Spotify’s Adam Bly breaks down why understanding people through music matters to marketers.
Spotify’s research initiative to understand people through music has been spearheaded by Adam Bly, VP of Data. Before he joined Spotify, Bly founded the data innovation firm Seed Scientific, which used big data to solve complex problems of all kinds—improving road safety, optimizing vaccine deployment, and more. We sat down with Bly to find out what drew him to studying music, the value of streaming data, and what’s coming next for Spotify’s data mission. At Cannes Lions, he’ll dive even deeper into these insights with his presentation: Melody, Harmony and Metadata.
Interview has been edited for length and clarity.
Can you explain your initial vision for Seed Scientific, and what drew you to bring that approach to Spotify back in 2015?
Adam Bly: The thesis behind Seed was: let’s work with some of the biggest brands and organizations in the world to take on problems that, historically, you might have solved through the lens of design thinking or management consulting but wouldn’t have viewed as territory for data and science. We got working in the music domain as a similar type of problem space. It became really clear to me that Spotify’s data set—100 billion events a day over 10 years, and over 140 million monthly active users—is pretty unique in its potential to understand people. Then the question is: If the data seems pretty unique, what kind of value can we create for listeners, for artists, for Spotify, for marketers, based on that data?
We wanted to apply scientific rigor to how we investigate this problem, and also bring a level of empathy and creativity. Music is a very personal domain, it’s such a mirror of ourselves. So studying it begs a more human-centered approach.
Spotify's Adam Bly, VP of Data
Once you explored Spotify’s data set, how did you specifically develop the vision for Understanding People Through Music?
Like with any good science, it starts with observation. You start with the qualitative research—talking to people about how music figures into their day, how it modulates mood, how it connects people to one another. And then, quantitatively, we have extraordinary data, really unrivaled in the industry, because we’ve been at this for 10 years as a company.
The fact that Spotify is really a mobile-first product also means it’s with you in so many different contexts. When you combine the diversity of contexts, the richness of user engagement, the size of the audience, all the music in our catalog, and 10 years of data…if you buy into the argument that music is ripe territory for interesting science, then Spotify has the best data set to explore.

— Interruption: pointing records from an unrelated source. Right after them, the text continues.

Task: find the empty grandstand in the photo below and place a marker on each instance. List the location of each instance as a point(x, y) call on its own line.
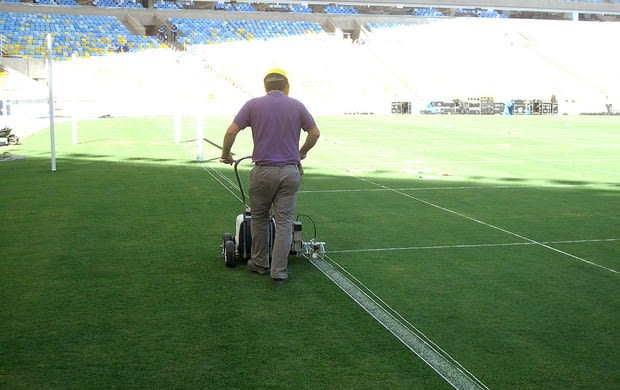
point(345, 58)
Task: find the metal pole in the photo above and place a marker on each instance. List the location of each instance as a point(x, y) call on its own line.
point(199, 138)
point(51, 101)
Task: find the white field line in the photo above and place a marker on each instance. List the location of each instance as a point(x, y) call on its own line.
point(409, 248)
point(436, 358)
point(492, 226)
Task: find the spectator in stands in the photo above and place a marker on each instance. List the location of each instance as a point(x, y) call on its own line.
point(276, 121)
point(163, 36)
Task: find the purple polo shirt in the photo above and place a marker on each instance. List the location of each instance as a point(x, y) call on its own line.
point(276, 121)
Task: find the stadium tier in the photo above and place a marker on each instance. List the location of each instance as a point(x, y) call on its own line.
point(206, 31)
point(84, 36)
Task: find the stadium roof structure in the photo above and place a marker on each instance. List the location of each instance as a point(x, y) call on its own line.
point(512, 5)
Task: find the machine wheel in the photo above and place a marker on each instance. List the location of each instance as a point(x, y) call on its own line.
point(229, 254)
point(226, 237)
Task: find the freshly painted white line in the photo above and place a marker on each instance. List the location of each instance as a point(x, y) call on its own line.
point(493, 227)
point(467, 246)
point(440, 361)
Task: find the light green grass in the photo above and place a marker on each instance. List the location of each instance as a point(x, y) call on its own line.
point(112, 275)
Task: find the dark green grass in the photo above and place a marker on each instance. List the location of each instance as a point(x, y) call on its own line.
point(112, 275)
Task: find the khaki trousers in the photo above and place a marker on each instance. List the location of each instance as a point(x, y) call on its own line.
point(273, 187)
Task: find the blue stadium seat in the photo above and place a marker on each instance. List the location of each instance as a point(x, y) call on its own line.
point(79, 34)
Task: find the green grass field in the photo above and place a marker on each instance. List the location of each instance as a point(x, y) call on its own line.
point(496, 237)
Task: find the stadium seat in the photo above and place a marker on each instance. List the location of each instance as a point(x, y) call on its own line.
point(72, 34)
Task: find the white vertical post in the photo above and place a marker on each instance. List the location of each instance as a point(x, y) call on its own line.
point(199, 138)
point(177, 129)
point(74, 130)
point(51, 101)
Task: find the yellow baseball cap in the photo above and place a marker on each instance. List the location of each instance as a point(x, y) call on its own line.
point(278, 71)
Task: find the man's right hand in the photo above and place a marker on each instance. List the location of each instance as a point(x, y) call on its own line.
point(227, 159)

At Cannes, you’ll be demonstrating what this research can reveal about individual users. Can you give a hint of what we might expect?

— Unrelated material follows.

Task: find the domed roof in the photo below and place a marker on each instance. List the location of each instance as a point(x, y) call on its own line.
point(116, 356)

So the first generation of user understanding for Spotify had been about knowing what people like at a very high level, in terms of their affinity for certain genres and artists. If you start from that premise—that we have best-in-class (and always-improving) understanding of music taste and now want to go deeper—then the next thing to look at is: How does that taste change in time and space?

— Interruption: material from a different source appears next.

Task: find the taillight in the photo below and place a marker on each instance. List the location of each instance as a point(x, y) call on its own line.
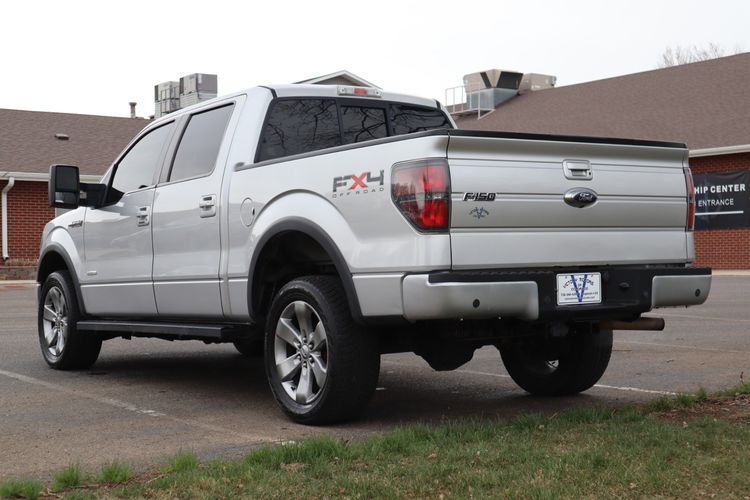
point(690, 223)
point(421, 191)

One thing that’s really interesting to understand is how much a user forms routine. Are there times in the day, for a certain individual, where a certain kind of music, or a certain kind of listening, is really important to them? Are they the the kind of person who has a very specific weekday behavior, so Sunday is noticeably different than the rest of the week? For the first time, we’re really starting to see these musical journeys at an individual level.
How does the research benefit Spotify as a product? And how can it benefit brands and marketers?
Within the product, we are working to set the standard for state-of-the-art personalization. That doesn’t mean just getting a general sense of your taste spot on—it means being able to truly soundtrack your life in a profoundly meaningful way. This takes us to another level in making the product experience more relevant to our users.
Of course, as the product is more relevant to our users, it becomes ever more valuable to brands. They can use Spotify to interact with those users in moments that could be mutually beneficial to both the brand and the user. That’s sort of the Holy Grail of advertising.
What all of this data affords Spotify is the opportunity to create a level of ad personalization that is quite unprecedented. It stems from what we can learn about our users, and what we can express to brands anonymously, so they can craft the right strategy and creative, and present the right message to the right user at the right time. There’s a level of emotional significance we can offer to brands that goes beyond just, “I’m stepping in front of the grocery store, so I need food.” It’s much more complex. We can communicate with the user on a more fundamental emotional level.
You mentioned that deeper insights are coming in the future. Where do you think this research is headed next?
From a research standpoint, this is just the beginning. The more we demonstrate our ability to predict traits and attributes about people, and the more we demonstrate both internally and externally that our first-party data is uniquely rich and our methodologies are quite advanced, the more it excites us to go deeper. It pushes us to try to model that next unique attribute about people to make their connection to music and artists—and Spotify—ever more meaningful and relevant.